O grande chamado da vocação. Doutrina católica e santos fugidos de casa, rompidos com a família, inimigos dela

S.Francisco devolve sua roupa ao pai. Cena descrita neste artigo
As biografias aqui transcritas foram retiradas do livro "TFP: uma vocação. TFP e famílias na crise espiritual e temporal do século XX - Dois volumes", prefácio de Plinio Corrêa de Oliveira, Fev/1986, Editora Artpress.

Sagrada Escritura

"Não julgueis que vim trazer a paz à terra, não vim trazer a paz, mas a espada. Porque vim separar o filho do seu pai, e a filha de sua mãe, e a nora da sua sogra. E os inimigos do homem (serão) os seus próprios domésticos. O que ama o pai ou a mãe mais do que a mim, não é digno de mim, e o que ama o filho ou a filha mais do que a mim, não é digno de mim. E o que não toma a sua cruz e (não) me segue, não é digno de mim. O que se prende à sua vida, perdê-la-á, e o que perder a sua vida por meu amor, acha-la-á" Mt 10:34-39.

"Então Pedro, tomando a palavra, disse-lhe: Eis que abandonamos tudo e te seguimos, que haverá então para nós ? E Jesus disse-lhes: (...). E todo o que deixar a casa, ou os irmãos, ou as irmãs, ou o pai, ou a mãe, ou a mulher, ou os filhos, ou os campos, por causa do meu nome, receberá o cêntuplo, e possuirá a vida eterna" Mt 19:27-29.

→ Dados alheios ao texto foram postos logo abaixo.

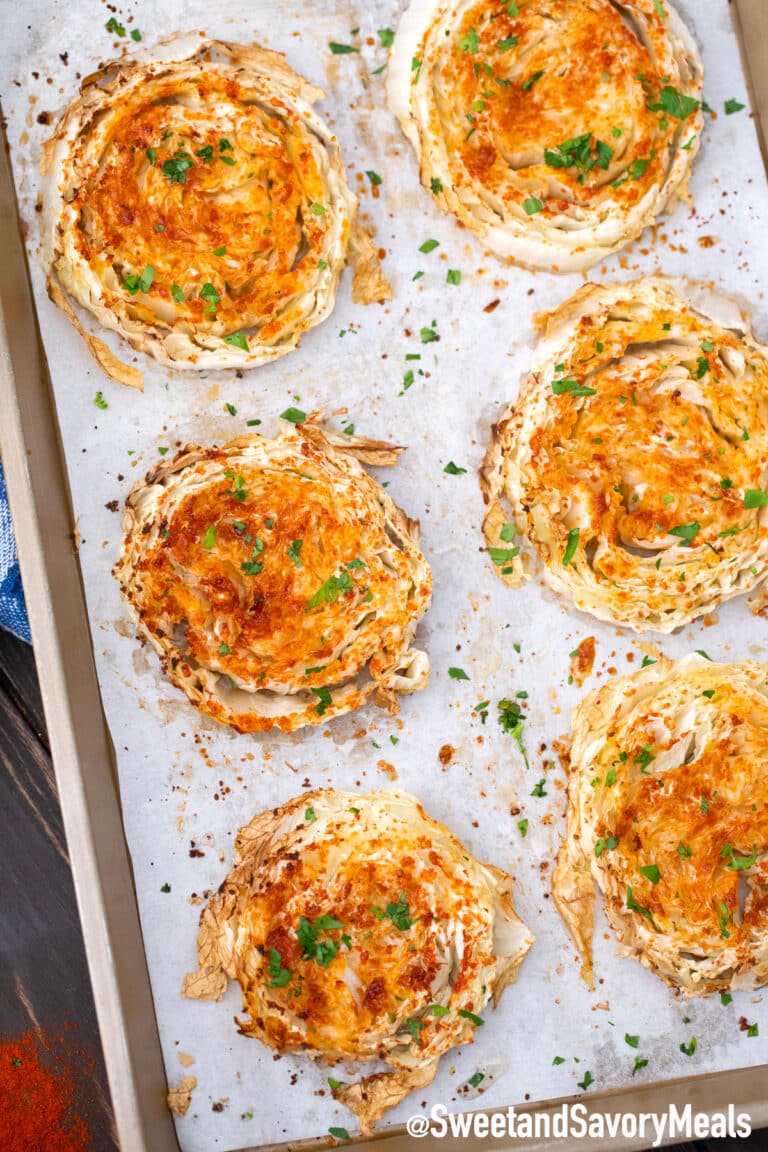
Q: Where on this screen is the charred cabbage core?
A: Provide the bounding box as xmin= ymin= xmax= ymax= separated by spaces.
xmin=553 ymin=655 xmax=768 ymax=994
xmin=44 ymin=37 xmax=389 ymax=367
xmin=185 ymin=790 xmax=532 ymax=1128
xmin=389 ymin=0 xmax=702 ymax=271
xmin=484 ymin=278 xmax=768 ymax=631
xmin=115 ymin=426 xmax=431 ymax=730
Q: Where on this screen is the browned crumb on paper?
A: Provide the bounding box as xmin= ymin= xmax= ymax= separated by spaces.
xmin=181 ymin=969 xmax=227 ymax=1000
xmin=571 ymin=636 xmax=594 ymax=688
xmin=166 ymin=1076 xmax=197 ymax=1116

"E a um outro disse: Segue-me. Mas ele disse: Senhor, permite-me que eu vá primeiro sepultar meu pai. Mas Jesus respondeu: Deixa que os mortos sepultem os seus mortos; e tu vai, e anuncia o Reino de Deus" Lc 9:57-62.

Santo Afonso Maria de Ligório (1696-1787): pais que se opõem à vocação dos filhos são melhor chamados de homicidas

"E, pelo contrário, se um jovem, tornando-se sacerdote, pode ser de alguma utilidade para a família, que esforços não fazem seus pais para incliná-los à ordenação, por fas ou por nefas, esteja ou não esteja chamado por Deus, e que alvoroços e que ameaças caem sobre os filhos se por remorsos de consciência recusam a ordenação!

Pais bárbaros ! Mais que pais, merecem que os chamemos, com São Bernardo, homicidas (non parentes, sed peremptores). Desgraçados pais, repetirei, e desgraçados fiilhos ! A quantos não veremos no vale de Josafá, condenados por este motivo da vocação, já que, como depois demonstraremos, a salvação eterna de cada qual depende da fidelidade em seguir a vocação divina!" [1].

São Bonifácio (680-775): desde os cinco anos já estava resoluto na sua vocação, com sete foi aceito no Mosteiro

De uma biografia: "Com a idade de quatro ou cinco anos, ele suplicava a seu pai que o deixasse abraçar a vida monástica. Jamais vocação religiosa foi mais precoce nem mais sólida, não conhecendo nem hesitações nem incertezas (...).

Em sua presença [Abade Wolfhard], a criança, diz o biógrafo, expôs seu pedido conforme a fórmula que lhe haviam ensinado seus pais, e declarou que desde muito tempo era seu desejo submeter-se à regra monástica. Tinha então sete anos.

O Abade, após ter tomado o conselho de seus monges, decidiu com eles acolher esse postulante que apresentava sinais tão evidentes de vocação. E é assim, diz o velho biógrafo, que tendo renunciado desde seus mais tenros anos à família e às riquezas deste mundo pela herança celeste, Winfrid recebeu o cêntuplo e a vida eterna [2].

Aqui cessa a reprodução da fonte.